Recent research suggests there’s still room for improvement in finding treatment combinations that work optimally together. Some studies have indicated that existing drug combinations produce better outcomes not because the paired drugs are more effective together, but because they give patients “two opportunities to benefit from one drug or the other,” says Peter Sorger, a systems biologist and pharmacologist at Harvard Medical School in Boston. A study published in Clinical Cancer Research in January 2022 by Sorger and Palmer, from the University of North Carolina, suggests the benefit of immunotherapy combinations can generally be explained by easily predicted, individual effects from one drug or the other. In the study, the researchers explain this effect colloquially as “bet hedging,” which means the use of more drugs increases the chances that patients will have a response. (Clinical Cancer Research is published by the American Association for Cancer Research, which also publishes Cancer Today.)

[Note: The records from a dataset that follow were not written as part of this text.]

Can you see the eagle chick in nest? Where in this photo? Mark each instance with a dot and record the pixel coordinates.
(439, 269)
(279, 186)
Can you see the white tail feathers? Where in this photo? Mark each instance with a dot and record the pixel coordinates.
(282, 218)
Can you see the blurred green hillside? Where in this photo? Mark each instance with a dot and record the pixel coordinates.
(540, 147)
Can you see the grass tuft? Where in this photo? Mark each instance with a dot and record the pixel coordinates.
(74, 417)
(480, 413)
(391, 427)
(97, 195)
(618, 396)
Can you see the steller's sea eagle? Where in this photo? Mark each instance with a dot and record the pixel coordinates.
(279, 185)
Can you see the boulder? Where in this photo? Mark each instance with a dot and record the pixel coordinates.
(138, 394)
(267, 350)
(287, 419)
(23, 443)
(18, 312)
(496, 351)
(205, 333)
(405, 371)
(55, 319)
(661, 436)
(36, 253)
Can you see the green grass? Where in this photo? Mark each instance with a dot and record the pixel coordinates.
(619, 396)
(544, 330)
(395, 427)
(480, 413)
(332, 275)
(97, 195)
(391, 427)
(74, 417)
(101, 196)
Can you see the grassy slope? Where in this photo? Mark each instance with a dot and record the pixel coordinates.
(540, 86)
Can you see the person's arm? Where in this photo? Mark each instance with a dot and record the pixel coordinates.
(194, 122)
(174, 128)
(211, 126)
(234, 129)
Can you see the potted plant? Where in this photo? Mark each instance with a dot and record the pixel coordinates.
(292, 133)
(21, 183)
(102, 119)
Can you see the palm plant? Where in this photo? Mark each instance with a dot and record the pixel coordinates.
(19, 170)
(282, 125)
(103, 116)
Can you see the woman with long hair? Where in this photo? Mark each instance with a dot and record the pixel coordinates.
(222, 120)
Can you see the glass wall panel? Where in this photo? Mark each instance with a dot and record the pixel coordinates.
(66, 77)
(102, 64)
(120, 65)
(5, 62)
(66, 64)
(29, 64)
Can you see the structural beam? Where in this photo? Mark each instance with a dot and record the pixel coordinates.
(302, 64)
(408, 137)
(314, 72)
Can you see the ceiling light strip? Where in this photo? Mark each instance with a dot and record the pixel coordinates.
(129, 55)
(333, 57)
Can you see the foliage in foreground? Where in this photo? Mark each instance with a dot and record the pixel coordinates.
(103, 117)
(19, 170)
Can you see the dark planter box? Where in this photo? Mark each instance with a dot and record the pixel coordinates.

As it turns out, Frei and colleagues, who are credited with the early success using combination chemotherapy in children with leukemia in the 1960s, first considered independent drug action when they observed similar overall survival rates in patients who received two chemotherapy drugs one after another versus receiving both drugs simultaneously. Sorger and Palmer remain optimistic that a better understanding of the underlying biology in cancer might lead to even greater success and precision in advanced cancer therapies.
While the benefits of approved combinations may come from different mechanisms that are related to one drug or the other in the combination, Sorger stresses that these treatments showed superiority to existing treatments, which is why they were approved.
“We’ve come a long way, but there’s more work to do,” Wolchok says. “We still have open questions about who needs combination therapy in context and who might receive a single agent with less toxicity and a modestly lower survival rate. The more we learn scientifically about important pathways that affect tumors and the immune system, the more options we’re going to have. We hope to bring only the most effective and mechanistically rational combinations forward.”